Unless otherwise defined, the terms used in this announcement shall have the same meaning as those defined in the announcement dated 29 September 2014.
1. INTRODUCTION
We refer to the announcement dated 29 September 2014 in relation to the Proposed Scheme (“First Announcement”).
On behalf of the Board of Directors of Gamuda, Hong Leong Investment Bank Berhad wishes to announce that the non-executive Directors of the Company, namely Dato’ Mohammed Hussein, Tan Sri Dato’ Seri Dr Haji Zainul Ariff bin Haji Hussain, Raja Dato’ Seri Eleena binti Sultan Azlan Shah and Tunku Afwida binti Tunku A.Malek (“Non-Executive Directors”) have elected not to participate in the Proposed Scheme to promote good corporate governance practice in the Company.
In relation thereto, the proposed establishment of a new employees’ share issuance scheme of up to 10% of the issued and paid-up share capital of Gamuda (excluding treasury shares, if any) at any point in time during the duration of the employees’ share issuance scheme will only be for the eligible Executive Directors (i.e. Directors who are in an executive capacity and involved in the day-to-day management of the Company) and Employees of Gamuda and its subsidiaries (excluding subsidiaries which are dormant).
The revisions to the salient features of the Proposed Scheme provided for in the First Announcement are set out in the ensuing sections. Save as disclosed in the ensuing sections, all other salient features of the Proposed Scheme shall remain unchanged.

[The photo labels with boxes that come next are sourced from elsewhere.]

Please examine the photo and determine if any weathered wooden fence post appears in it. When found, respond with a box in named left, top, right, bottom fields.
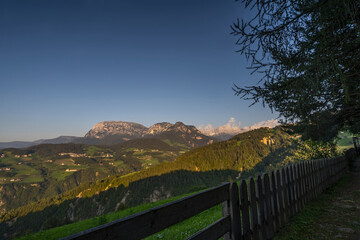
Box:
left=249, top=178, right=259, bottom=240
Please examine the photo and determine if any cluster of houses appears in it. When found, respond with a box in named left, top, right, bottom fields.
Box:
left=59, top=153, right=113, bottom=158
left=15, top=153, right=31, bottom=158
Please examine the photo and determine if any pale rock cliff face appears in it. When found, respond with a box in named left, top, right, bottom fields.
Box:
left=145, top=122, right=173, bottom=135
left=85, top=121, right=147, bottom=138
left=84, top=121, right=214, bottom=147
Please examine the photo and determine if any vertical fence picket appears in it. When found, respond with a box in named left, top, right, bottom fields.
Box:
left=240, top=180, right=251, bottom=239
left=304, top=162, right=310, bottom=204
left=256, top=176, right=266, bottom=239
left=285, top=166, right=294, bottom=217
left=275, top=170, right=285, bottom=228
left=310, top=161, right=315, bottom=200
left=281, top=168, right=290, bottom=222
left=290, top=164, right=298, bottom=215
left=249, top=178, right=259, bottom=240
left=229, top=182, right=241, bottom=240
left=270, top=171, right=280, bottom=232
left=299, top=162, right=305, bottom=209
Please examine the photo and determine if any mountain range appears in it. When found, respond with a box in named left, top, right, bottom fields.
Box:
left=0, top=118, right=278, bottom=149
left=0, top=121, right=216, bottom=149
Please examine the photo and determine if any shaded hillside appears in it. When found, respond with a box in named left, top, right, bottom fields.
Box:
left=1, top=127, right=291, bottom=238
left=0, top=139, right=184, bottom=213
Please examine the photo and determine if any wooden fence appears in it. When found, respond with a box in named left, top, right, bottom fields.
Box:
left=64, top=157, right=347, bottom=240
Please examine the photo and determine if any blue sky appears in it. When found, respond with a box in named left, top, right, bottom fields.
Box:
left=0, top=0, right=277, bottom=141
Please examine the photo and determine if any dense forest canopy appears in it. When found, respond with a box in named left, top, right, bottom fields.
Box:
left=231, top=0, right=360, bottom=141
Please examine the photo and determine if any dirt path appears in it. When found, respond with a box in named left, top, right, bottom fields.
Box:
left=275, top=158, right=360, bottom=240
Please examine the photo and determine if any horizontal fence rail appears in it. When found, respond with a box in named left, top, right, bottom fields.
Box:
left=64, top=157, right=347, bottom=240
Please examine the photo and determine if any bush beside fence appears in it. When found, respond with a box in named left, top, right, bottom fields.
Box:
left=64, top=156, right=347, bottom=240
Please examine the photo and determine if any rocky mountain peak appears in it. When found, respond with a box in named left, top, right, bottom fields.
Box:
left=147, top=122, right=173, bottom=135
left=171, top=122, right=201, bottom=134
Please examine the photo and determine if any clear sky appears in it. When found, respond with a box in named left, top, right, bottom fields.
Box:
left=0, top=0, right=278, bottom=141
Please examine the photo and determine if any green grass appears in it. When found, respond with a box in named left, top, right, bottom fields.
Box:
left=274, top=175, right=360, bottom=240
left=16, top=189, right=221, bottom=240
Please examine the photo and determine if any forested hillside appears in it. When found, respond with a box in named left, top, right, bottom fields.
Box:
left=0, top=138, right=189, bottom=213
left=0, top=127, right=304, bottom=237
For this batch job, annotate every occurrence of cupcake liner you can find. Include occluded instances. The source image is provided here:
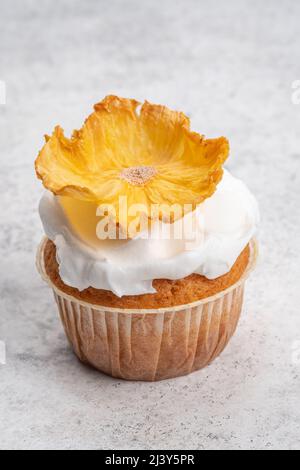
[37,239,257,381]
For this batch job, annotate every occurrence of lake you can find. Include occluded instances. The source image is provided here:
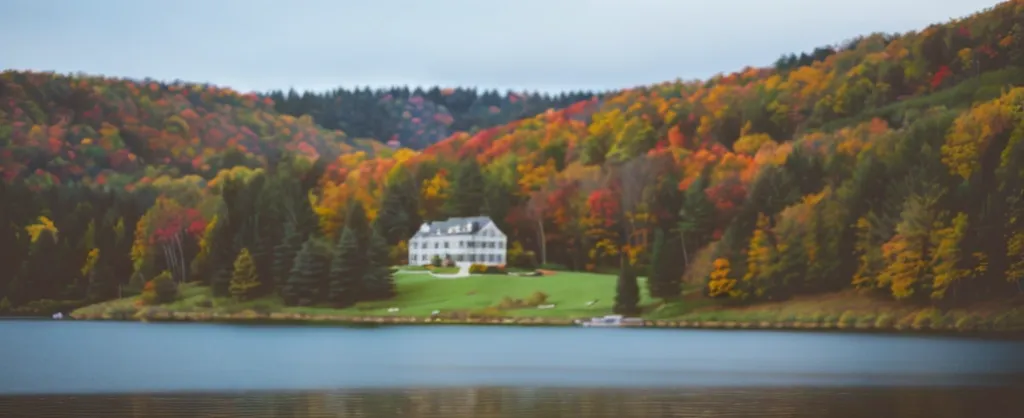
[0,320,1024,418]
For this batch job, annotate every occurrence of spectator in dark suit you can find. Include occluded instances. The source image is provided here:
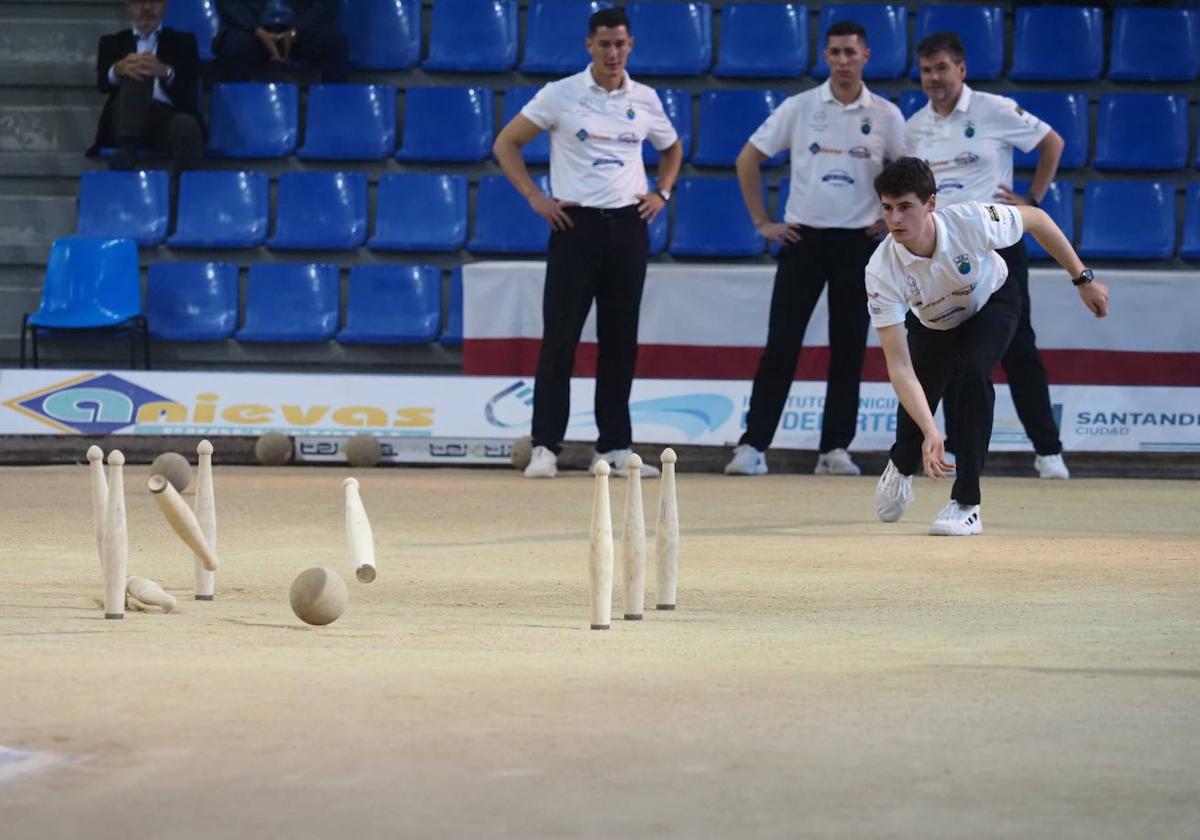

2. REVISIONS TO THE SALIENT FEATURES OF THE PROPOSED SCHEME
2.1 Directors’ Eligibility
In order to be considered an Eligible Person, an Executive Director must be at least eighteen (18) years of age as at the Date of Offer.
2.2 Retention Period
In view of the non-participation of the Non-Executive Directors of the Company under the Proposed Scheme, the new Gamuda Shares to be allotted and issued to a Grantee pursuant to the exercise of an Option under the Proposed Scheme will not be subject to any retention period.

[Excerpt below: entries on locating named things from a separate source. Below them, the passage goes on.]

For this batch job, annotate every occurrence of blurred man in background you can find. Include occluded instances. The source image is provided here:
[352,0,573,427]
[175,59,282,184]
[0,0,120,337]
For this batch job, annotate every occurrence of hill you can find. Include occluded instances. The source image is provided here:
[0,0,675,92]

3. INTERESTS OF DIRECTORS, MAJOR SHAREHOLDERS AND/OR PERSONS CONNECTED WITH THEM
Further to the above, the Company will not seek shareholders’ approval for authority to grant Options to the Non-Executive Directors and as such, they are no longer deemed interested in the Proposed Scheme.
In addition to the above, on behalf of the Board, HLIB is pleased to announce that the listing application for such number of new Gamuda Shares, representing up to 10% of the issued and paid-up share capital of Gamuda (excluding treasury shares, if any) at any point in time pursuant to the Proposed Scheme has been submitted to Bursa Securities today for its consideration.
This announcement is dated 17 October 2014.